Titanic passenger survival data set
Data comes from : https://www.kaggle.com/c/titanic/data
Doing data visualization with all the data of titanic, so combining ‘titanic_train’ and ‘titanic_test’ together.
titanic_all <- bind_rows(titanic_train, titanic_test)
glimpse(titanic_all)
## Rows: 1,309
## Columns: 12
## $ PassengerId <int> 1, 2, 3, 4, 5, 6, 7, 8, 9, 10, 11, 12, 13, 14, 15, 16, ...
## $ Survived <int> 0, 1, 1, 1, 0, 0, 0, 0, 1, 1, 1, 1, 0, 0, 0, 1, 0, 1, 0...
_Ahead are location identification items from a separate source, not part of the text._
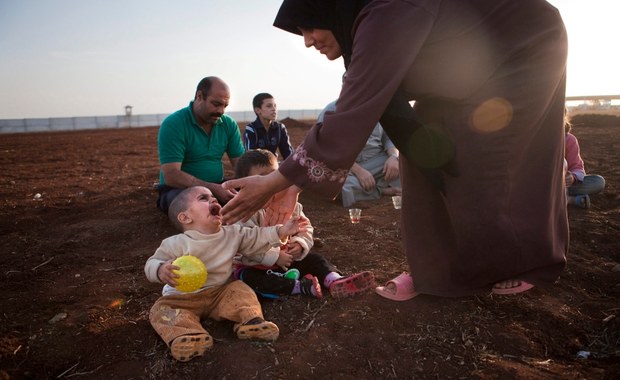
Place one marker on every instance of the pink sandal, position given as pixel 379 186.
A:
pixel 402 288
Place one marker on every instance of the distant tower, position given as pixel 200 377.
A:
pixel 128 109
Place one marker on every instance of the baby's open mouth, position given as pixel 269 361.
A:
pixel 215 209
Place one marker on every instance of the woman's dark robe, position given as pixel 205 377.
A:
pixel 491 75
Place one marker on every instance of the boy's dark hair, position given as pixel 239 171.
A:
pixel 258 99
pixel 252 158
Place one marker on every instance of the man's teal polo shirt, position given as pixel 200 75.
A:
pixel 182 140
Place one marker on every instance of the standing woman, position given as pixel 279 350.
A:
pixel 488 81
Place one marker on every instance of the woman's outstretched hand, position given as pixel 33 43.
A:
pixel 253 194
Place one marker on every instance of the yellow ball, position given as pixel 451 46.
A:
pixel 192 272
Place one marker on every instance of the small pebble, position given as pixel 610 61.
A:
pixel 57 317
pixel 583 354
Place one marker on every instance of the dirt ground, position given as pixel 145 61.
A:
pixel 78 221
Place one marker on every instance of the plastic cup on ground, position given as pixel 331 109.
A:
pixel 355 214
pixel 396 200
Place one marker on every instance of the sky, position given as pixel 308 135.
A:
pixel 65 58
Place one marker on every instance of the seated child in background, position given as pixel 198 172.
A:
pixel 271 277
pixel 579 186
pixel 176 315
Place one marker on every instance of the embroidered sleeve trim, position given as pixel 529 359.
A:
pixel 317 170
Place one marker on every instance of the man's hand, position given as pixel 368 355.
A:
pixel 221 194
pixel 294 249
pixel 254 193
pixel 281 206
pixel 390 169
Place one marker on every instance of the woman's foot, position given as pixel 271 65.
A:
pixel 511 287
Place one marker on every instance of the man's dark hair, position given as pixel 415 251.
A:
pixel 204 86
pixel 258 99
pixel 252 158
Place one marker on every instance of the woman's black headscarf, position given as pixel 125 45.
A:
pixel 399 120
pixel 337 16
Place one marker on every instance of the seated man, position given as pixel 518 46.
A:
pixel 192 143
pixel 265 132
pixel 375 171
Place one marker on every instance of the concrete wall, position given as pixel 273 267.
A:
pixel 121 121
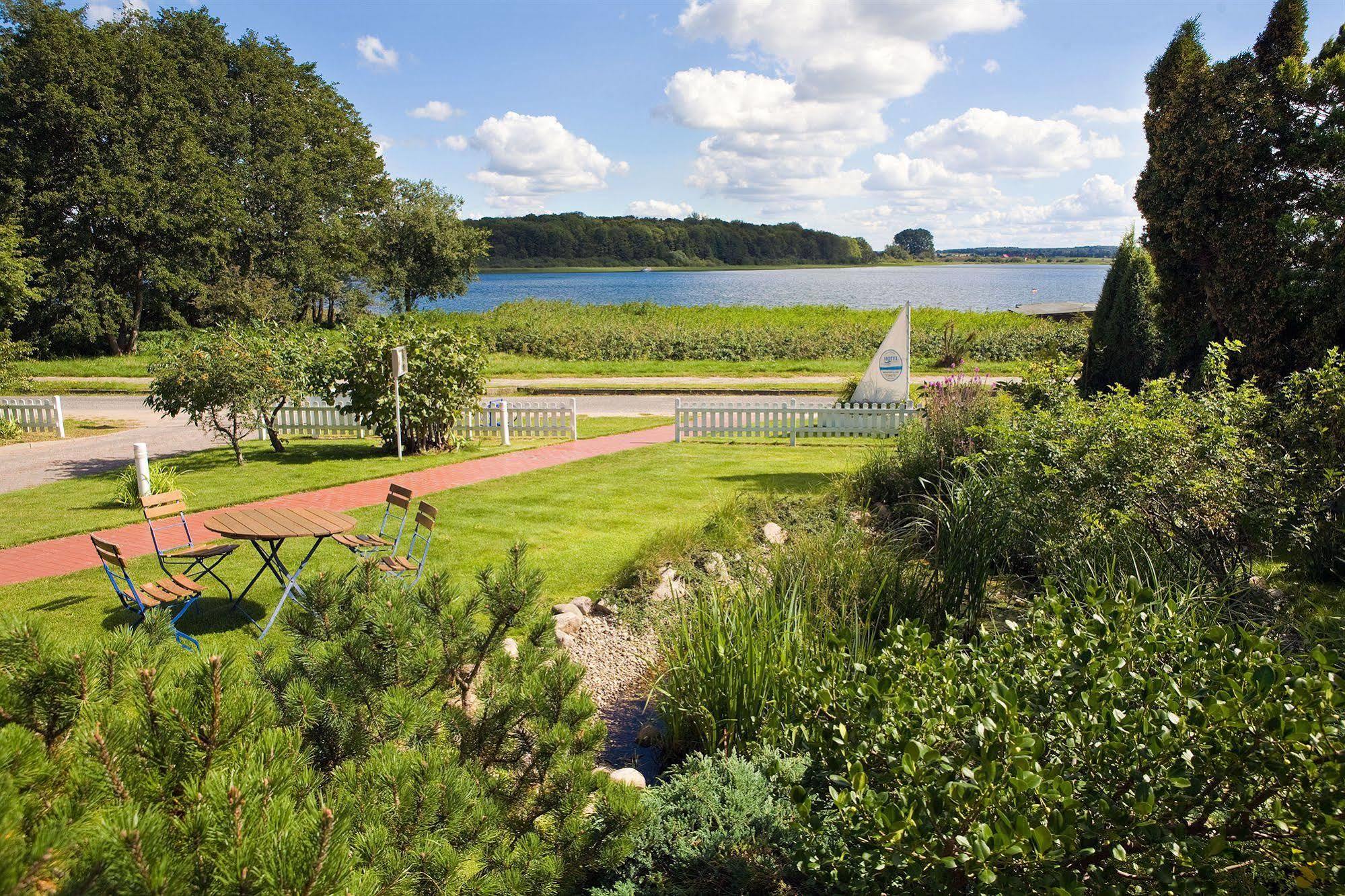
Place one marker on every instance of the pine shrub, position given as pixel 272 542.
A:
pixel 390 747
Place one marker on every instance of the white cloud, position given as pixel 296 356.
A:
pixel 375 54
pixel 435 111
pixel 534 157
pixel 783 138
pixel 1109 115
pixel 100 13
pixel 659 209
pixel 992 142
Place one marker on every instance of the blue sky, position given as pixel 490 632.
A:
pixel 988 122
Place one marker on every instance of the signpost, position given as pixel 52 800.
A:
pixel 397 361
pixel 888 377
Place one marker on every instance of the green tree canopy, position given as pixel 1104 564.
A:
pixel 915 240
pixel 143 157
pixel 1243 200
pixel 423 250
pixel 1124 346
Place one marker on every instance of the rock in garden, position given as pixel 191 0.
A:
pixel 649 735
pixel 569 622
pixel 628 777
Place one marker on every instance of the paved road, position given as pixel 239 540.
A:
pixel 40 462
pixel 36 463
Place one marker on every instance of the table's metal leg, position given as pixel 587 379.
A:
pixel 291 587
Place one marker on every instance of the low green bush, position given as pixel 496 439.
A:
pixel 717 824
pixel 390 746
pixel 1117 741
pixel 444 379
pixel 1309 426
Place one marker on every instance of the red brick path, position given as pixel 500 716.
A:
pixel 73 554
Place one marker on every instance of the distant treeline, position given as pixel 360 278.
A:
pixel 1060 252
pixel 579 240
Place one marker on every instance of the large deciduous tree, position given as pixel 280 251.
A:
pixel 145 155
pixel 1245 193
pixel 423 250
pixel 915 240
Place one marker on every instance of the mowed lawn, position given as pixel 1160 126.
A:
pixel 583 521
pixel 213 480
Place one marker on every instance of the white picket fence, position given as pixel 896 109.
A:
pixel 790 419
pixel 35 415
pixel 501 418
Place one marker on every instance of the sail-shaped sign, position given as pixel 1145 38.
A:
pixel 888 377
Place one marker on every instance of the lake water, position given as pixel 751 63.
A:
pixel 959 287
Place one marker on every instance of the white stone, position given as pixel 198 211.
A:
pixel 628 777
pixel 569 622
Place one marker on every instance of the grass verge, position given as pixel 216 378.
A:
pixel 211 480
pixel 584 521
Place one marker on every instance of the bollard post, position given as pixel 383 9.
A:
pixel 141 455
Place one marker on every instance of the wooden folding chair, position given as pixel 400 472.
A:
pixel 171 593
pixel 367 546
pixel 167 519
pixel 408 564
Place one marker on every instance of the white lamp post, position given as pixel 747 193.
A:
pixel 397 361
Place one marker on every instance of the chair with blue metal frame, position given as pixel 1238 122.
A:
pixel 171 593
pixel 409 566
pixel 366 546
pixel 167 515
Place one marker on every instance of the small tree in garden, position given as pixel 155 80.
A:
pixel 444 379
pixel 230 381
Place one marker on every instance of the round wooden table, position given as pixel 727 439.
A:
pixel 270 527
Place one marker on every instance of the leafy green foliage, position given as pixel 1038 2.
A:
pixel 1124 345
pixel 233 380
pixel 347 762
pixel 915 241
pixel 125 490
pixel 716 824
pixel 576 239
pixel 421 248
pixel 1309 426
pixel 1118 741
pixel 1247 154
pixel 444 379
pixel 145 157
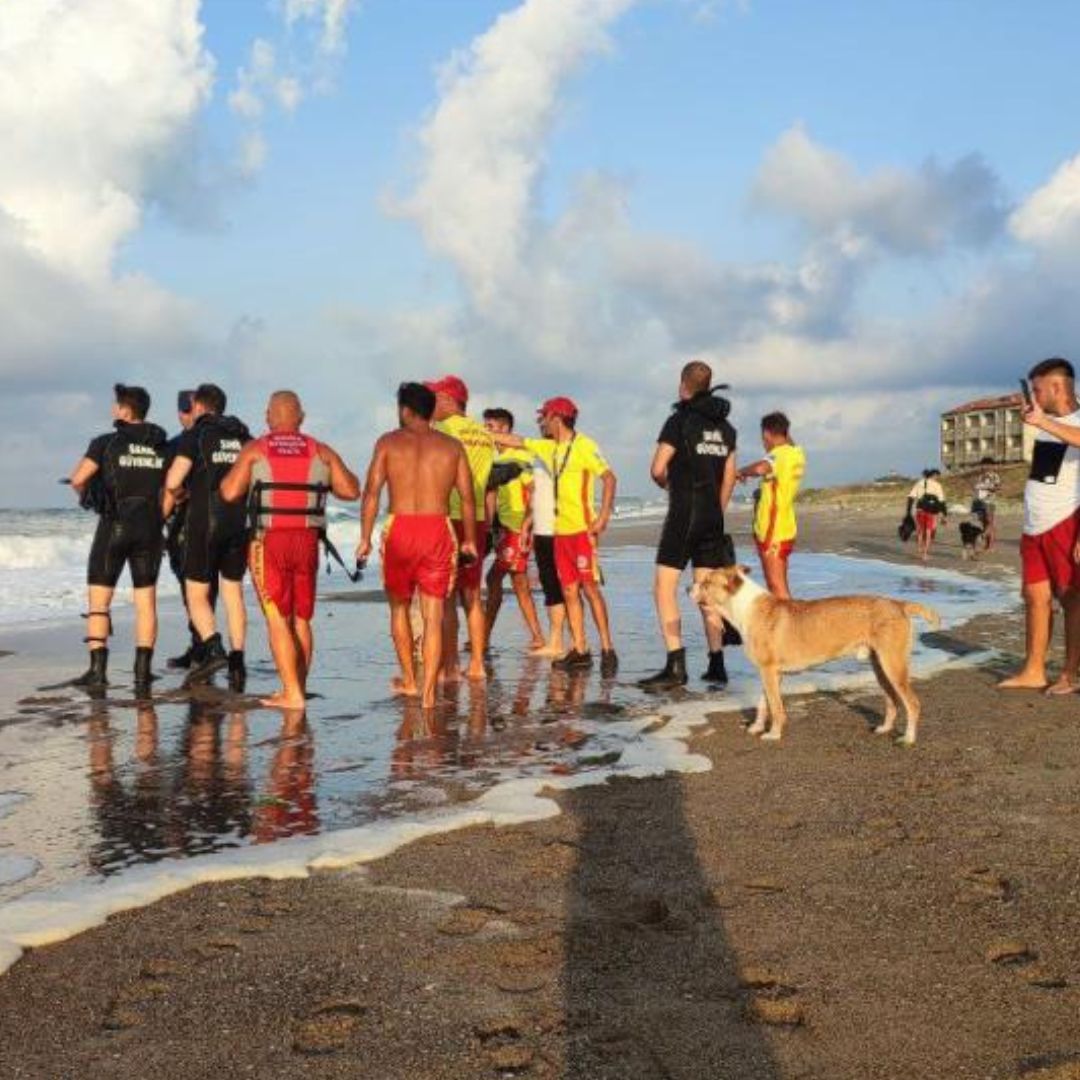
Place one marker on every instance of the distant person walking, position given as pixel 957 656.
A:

## $ Pclass <int> 3, 1, 3, 1, 3, 3, 1, 3, 3, 2, 3, 1, 3, 3, 3, 2, 3, 2, 3...
## $ Name <chr> "Braund, Mr. Owen Harris", "Cumings, Mrs. John Bradley ...
## $ Sex <chr> "male", "female", "female", "female", "male", "male", "...
## $ Age <dbl> 22, 38, 26, 35, 35, NA, 54, 2, 27, 14, 4, 58, 20, 39, 1...
## $ SibSp <int> 1, 1, 0, 1, 0, 0, 0, 3, 0, 1, 1, 0, 0, 1, 0, 0, 4, 0, 1...
## $ Parch <int> 0, 0, 0, 0, 0, 0, 0, 1, 2, 0, 1, 0, 0, 5, 0, 0, 1, 0, 0...
## $ Ticket <chr> "A/5 21171", "PC 17599", "STON/O2. 3101282", "113803", ...
## $ Fare <dbl> 7.2500, 71.2833, 7.9250, 53.1000, 8.0500, 8.4583, 51.86...
## $ Cabin <chr> "", "C85", "", "C123", "", "", "E46", "", "", "", "G6",...
## $ Embarked <chr> "S", "C", "S", "S", "S", "Q", "S", "S", "S", "C", "S", ...
dim(titanic_all)
## [1] 1309 12
names(titanic_all)
## [1] "PassengerId" "Survived" "Pclass" "Name" "Sex"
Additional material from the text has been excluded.